Dr Pia Henry was one of Dr Marks’ partners. She was walking by when she heard the shouting from one of the Dr Marks’ consulting rooms. She stopped, wondering what to do when the door flung open. Dr Marks stormed out, his face flushed.
“Jon, hey! What’s going on?”, she called after Dr Marks.
He spun around and poked a folder he was carrying in her chest.
“You want it, it’s all yours! They want another opinion!”, he spat out as he let go of the folder and stormed away.

Dr Henry had seen Dr Marks melt down a few times so she wasn’t totally surprised. She just wished he would keep his composure more often. She composed herself and walked into the consulting room where Lisa and Anita waited. Anita was sobbing.
Lisa looked suspiciously at her as she walked in.
“Hi! I am Dr Henry, one of Dr Marks’ partners.
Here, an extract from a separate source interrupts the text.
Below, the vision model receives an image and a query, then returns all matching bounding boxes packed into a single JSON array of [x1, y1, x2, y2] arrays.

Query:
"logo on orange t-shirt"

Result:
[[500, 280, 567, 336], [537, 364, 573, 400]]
He told me you wanted another opinion”, Dr Henry said, introducing herself.
“Yes we do”, Lisa said and filled Dr Henry in.
While Lisa was speaking, Dr Henry took a seat beside Anita on the exam table and put her arm around her. She stopped sobbing.
When Lisa was done. Dr Henry examined Lisa, thoroughly.
“Well. Mrs Downs, you are right. Anita has infections of both middle ears. I think the diarrhea is due to the penicillin. Due to the severity of the infection, I want her to get IV antibiotics for the next 5 to 7 days. You need to bring her in each day for a dose”, Dr Henry said.
Lisa put her head in a hands and started sobbing. Dr Henry walked over to her and lay her hand on her left shoulder.
“Mrs Downs, can I call you Lisa?”, Dr Henry asked. Lisa nodded.
“Ok, you can call me Pia. It will be alright”, Dr Henry said, handing Lisa a box of Kleenex.
“Pia, you doctors need to listen to your patients and their parents. They know best what they are going through”, Lisa said.
“Yes, we do!”, Dr Henry agreed.

They know best what they are going through….
Like Lisa Downs tried to tell Dr Marks, black mothers have been telling society for ages that there is a problem with the way their black sons and daughters are treated by cops and the judicial system. Society however doesn’t believe them. Society thinks they are just being difficult and that if only they took the penicillin, everything would be fine. Unfortunately, the penicillin isn’t helping and all society can say is, “Really? It always works for us?” Even when black mothers say, “Well, it gives us diarrhea”, society says, “Just be respectful and keep taking it. It will be alright.”
Maybe it is time for society to sit up like Dr Henry and listen and listen well. Maybe it’s time for society to examine itself. Maybe it’s time for society to prescribe something else that works. Maybe it’s time!